Ali Kahlane, expert en TIC «Tant qu’une loi n’est pas promulguée, l’informel continuera de s’exercer»

Le Temps d’Algérie : le e-commerce est en pleine expansion, mais toujours pas réglementé. pourquoi ?

Ali Kahlane : La nouvelle loi sur le commerce en ligne soumise au gouvernement attend encore de voir le jour. Celle-ci qui devra encadrer la relation entre le commerçant et le client dans le monde virtuel se propose de protéger les deux parties à travers des dispositions de loi. Mais dans cette loi, le grand problème est que ni le client ni le fournisseur ni les banques d’ailleurs ne sont protégés dans le circuit. Il n’y a pas d’assurance, il n’y a pas de prise en charge. Il faut des lois. Les fausses cartes de crédit, le faux e-marchands, seul un encadrement juridique peut lutter contre.

En octobre dernier, l’e-paiement a été lancé. Mais cela ne s’est fait qu’avec les grands facturiers soit étatiques soit privés. Mais les lois qui devaient accompagner ce lancement ne sont toujours pas mise en vigueur. Ce n’est pas du jour au lendemain que la Sonelgaz par exemple va disparaître mais pour le moment, on ne sait pas comment les choses vont se faire dans le cas où il y a un souci.

L’Etat est-il perdant en tardant à rendre formelles ces ventes en ligne ?

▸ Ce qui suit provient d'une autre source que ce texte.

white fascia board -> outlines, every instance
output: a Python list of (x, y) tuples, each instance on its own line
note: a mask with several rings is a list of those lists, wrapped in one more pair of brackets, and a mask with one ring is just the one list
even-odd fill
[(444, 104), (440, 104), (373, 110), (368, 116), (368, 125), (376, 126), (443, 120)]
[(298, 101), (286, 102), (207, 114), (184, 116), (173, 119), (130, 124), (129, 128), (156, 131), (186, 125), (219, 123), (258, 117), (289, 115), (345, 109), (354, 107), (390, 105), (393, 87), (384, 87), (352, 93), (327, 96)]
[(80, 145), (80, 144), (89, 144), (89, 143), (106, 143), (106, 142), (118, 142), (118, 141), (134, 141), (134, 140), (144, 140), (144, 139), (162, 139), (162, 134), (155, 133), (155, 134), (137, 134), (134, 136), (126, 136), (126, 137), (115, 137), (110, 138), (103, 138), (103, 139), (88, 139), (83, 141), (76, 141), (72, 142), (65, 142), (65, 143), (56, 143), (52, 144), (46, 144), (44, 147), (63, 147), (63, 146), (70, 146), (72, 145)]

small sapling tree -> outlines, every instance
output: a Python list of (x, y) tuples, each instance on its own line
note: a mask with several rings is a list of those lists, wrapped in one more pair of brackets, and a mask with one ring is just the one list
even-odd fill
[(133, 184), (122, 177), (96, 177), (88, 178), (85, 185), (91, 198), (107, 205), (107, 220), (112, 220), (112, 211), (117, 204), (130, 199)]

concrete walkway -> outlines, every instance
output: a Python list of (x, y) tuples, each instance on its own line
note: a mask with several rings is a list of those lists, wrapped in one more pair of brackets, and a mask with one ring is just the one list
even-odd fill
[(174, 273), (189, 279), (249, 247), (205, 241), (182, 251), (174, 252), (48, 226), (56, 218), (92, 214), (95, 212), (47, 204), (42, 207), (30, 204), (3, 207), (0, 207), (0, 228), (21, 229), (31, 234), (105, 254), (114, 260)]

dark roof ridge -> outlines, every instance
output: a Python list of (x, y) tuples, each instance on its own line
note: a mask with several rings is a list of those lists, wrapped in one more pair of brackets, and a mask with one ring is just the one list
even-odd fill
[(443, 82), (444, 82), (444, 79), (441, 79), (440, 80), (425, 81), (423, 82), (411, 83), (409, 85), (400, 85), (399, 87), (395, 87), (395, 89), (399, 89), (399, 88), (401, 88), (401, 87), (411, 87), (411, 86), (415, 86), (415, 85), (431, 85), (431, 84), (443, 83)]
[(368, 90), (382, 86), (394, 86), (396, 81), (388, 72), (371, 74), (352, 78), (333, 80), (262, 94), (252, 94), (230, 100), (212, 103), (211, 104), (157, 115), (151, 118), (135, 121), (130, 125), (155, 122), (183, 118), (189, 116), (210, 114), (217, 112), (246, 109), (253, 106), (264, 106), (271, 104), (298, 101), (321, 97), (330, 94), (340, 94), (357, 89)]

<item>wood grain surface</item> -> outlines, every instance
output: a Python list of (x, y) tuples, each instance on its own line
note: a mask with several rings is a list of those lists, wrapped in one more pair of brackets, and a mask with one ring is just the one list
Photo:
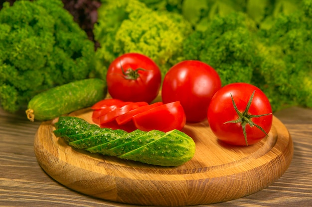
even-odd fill
[[(293, 138), (294, 156), (273, 184), (232, 201), (198, 207), (310, 207), (312, 203), (312, 109), (292, 107), (275, 113)], [(0, 109), (0, 206), (133, 207), (86, 196), (56, 182), (40, 167), (33, 143), (40, 122), (24, 112)]]

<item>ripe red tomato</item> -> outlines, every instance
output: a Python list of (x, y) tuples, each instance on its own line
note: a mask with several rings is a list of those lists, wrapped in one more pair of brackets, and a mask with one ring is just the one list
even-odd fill
[(105, 123), (114, 121), (121, 115), (129, 112), (129, 111), (140, 107), (140, 106), (147, 106), (149, 104), (148, 103), (144, 101), (140, 102), (132, 102), (126, 104), (101, 116), (100, 117), (100, 124), (103, 125)]
[(252, 144), (265, 138), (273, 119), (271, 104), (264, 93), (245, 83), (229, 84), (218, 91), (210, 102), (207, 117), (218, 139), (237, 145)]
[(133, 120), (139, 130), (167, 132), (182, 129), (185, 125), (186, 117), (179, 102), (175, 101), (140, 113), (133, 117)]
[(138, 53), (127, 53), (111, 64), (106, 81), (108, 92), (113, 98), (151, 103), (159, 93), (161, 74), (150, 58)]
[(220, 77), (212, 67), (198, 61), (184, 61), (165, 75), (161, 98), (164, 103), (179, 101), (186, 121), (199, 122), (207, 118), (210, 100), (221, 86)]
[(128, 112), (122, 114), (116, 118), (116, 122), (120, 125), (124, 125), (132, 120), (132, 118), (138, 114), (162, 105), (162, 102), (156, 102), (153, 104), (142, 106), (136, 108)]

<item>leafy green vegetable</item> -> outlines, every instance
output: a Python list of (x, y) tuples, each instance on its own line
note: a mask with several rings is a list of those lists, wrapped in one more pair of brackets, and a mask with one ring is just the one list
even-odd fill
[(184, 58), (211, 65), (223, 85), (245, 82), (258, 86), (274, 111), (311, 107), (312, 0), (294, 7), (294, 1), (277, 0), (270, 12), (269, 1), (259, 3), (258, 13), (248, 1), (246, 12), (216, 15), (205, 30), (186, 39)]
[(10, 112), (39, 92), (94, 70), (94, 44), (61, 0), (18, 0), (0, 10), (0, 101)]
[(270, 29), (260, 33), (262, 61), (254, 81), (276, 110), (312, 106), (312, 0), (302, 3), (302, 9), (280, 14)]
[(117, 57), (137, 52), (152, 58), (162, 76), (179, 62), (182, 44), (192, 31), (182, 16), (167, 11), (154, 11), (138, 0), (105, 1), (98, 10), (94, 35), (100, 48), (96, 51), (97, 68), (105, 76)]
[(196, 31), (183, 44), (184, 57), (214, 68), (223, 84), (250, 83), (256, 63), (256, 25), (244, 13), (216, 16), (204, 31)]

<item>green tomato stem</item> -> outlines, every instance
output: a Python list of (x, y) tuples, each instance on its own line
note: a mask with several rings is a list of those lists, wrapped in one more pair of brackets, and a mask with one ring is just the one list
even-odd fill
[(232, 93), (231, 93), (231, 98), (232, 99), (232, 103), (233, 103), (233, 106), (234, 106), (234, 109), (235, 110), (235, 111), (236, 112), (237, 115), (238, 115), (238, 118), (236, 120), (229, 121), (228, 122), (226, 122), (223, 123), (224, 124), (228, 124), (228, 123), (235, 123), (235, 124), (240, 123), (242, 126), (242, 128), (243, 129), (243, 134), (244, 134), (244, 137), (245, 138), (246, 145), (247, 146), (248, 145), (248, 141), (247, 140), (247, 135), (246, 132), (246, 125), (249, 124), (250, 127), (253, 127), (254, 126), (255, 126), (256, 127), (257, 127), (257, 128), (261, 130), (261, 131), (262, 131), (262, 132), (263, 132), (266, 135), (266, 136), (267, 136), (268, 134), (267, 134), (266, 131), (265, 131), (261, 127), (256, 124), (254, 122), (251, 121), (251, 119), (253, 118), (257, 118), (257, 117), (263, 117), (264, 116), (270, 115), (272, 114), (272, 113), (270, 113), (270, 114), (261, 114), (259, 115), (253, 115), (248, 114), (248, 110), (249, 110), (249, 108), (250, 108), (250, 105), (251, 105), (252, 99), (254, 98), (254, 95), (255, 95), (255, 92), (256, 91), (254, 90), (254, 92), (252, 93), (251, 96), (250, 96), (250, 98), (249, 98), (249, 100), (248, 101), (247, 105), (246, 106), (246, 108), (245, 109), (245, 110), (244, 111), (243, 113), (239, 111), (239, 110), (237, 108), (237, 106), (236, 106), (236, 104), (235, 103), (235, 102), (234, 101), (234, 98), (233, 98), (233, 96), (232, 95)]
[(124, 69), (124, 68), (123, 68), (121, 62), (119, 61), (119, 63), (120, 63), (121, 70), (123, 72), (123, 74), (124, 75), (123, 77), (124, 77), (125, 79), (126, 79), (127, 80), (136, 80), (140, 77), (139, 70), (147, 70), (145, 69), (141, 68), (139, 68), (136, 69), (133, 69), (132, 68), (129, 68), (127, 70), (125, 71), (125, 70)]

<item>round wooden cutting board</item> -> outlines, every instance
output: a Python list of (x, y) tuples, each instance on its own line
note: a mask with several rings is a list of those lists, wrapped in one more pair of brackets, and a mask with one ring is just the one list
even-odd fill
[[(89, 109), (70, 116), (93, 123)], [(34, 151), (48, 174), (67, 187), (104, 200), (134, 205), (182, 206), (237, 199), (268, 187), (290, 164), (292, 138), (275, 117), (269, 136), (248, 146), (218, 141), (208, 122), (183, 131), (196, 143), (194, 157), (175, 167), (159, 167), (77, 150), (55, 137), (53, 121), (35, 135)]]

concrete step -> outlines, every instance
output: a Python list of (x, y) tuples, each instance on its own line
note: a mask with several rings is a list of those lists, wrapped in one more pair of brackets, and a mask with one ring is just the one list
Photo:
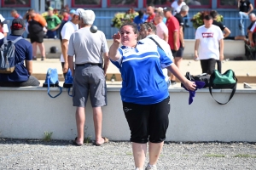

Les ventes en ligne vont encore continuer d’exister à l’ère des nouvelles technologies. Ces affaires vont être encore faites en catimini. Il n’y a d’ailleurs pas de raison pour que ces vente cessent, d’autant qu’elles sont très florissantes pour les vendeurs et très avantageuses pour les acheteurs, à voir les prix auxquels les produits sont proposés. Mais sans ces lois, sans encadrement, c’est tout le monde qui est perdant, l’Etat en premier. Les structures qui sont capables de faire du travail formel et régulier sont également perdantes dans cette histoire puisqu’elles ne pourront pas prendre leur part sur ces rentes.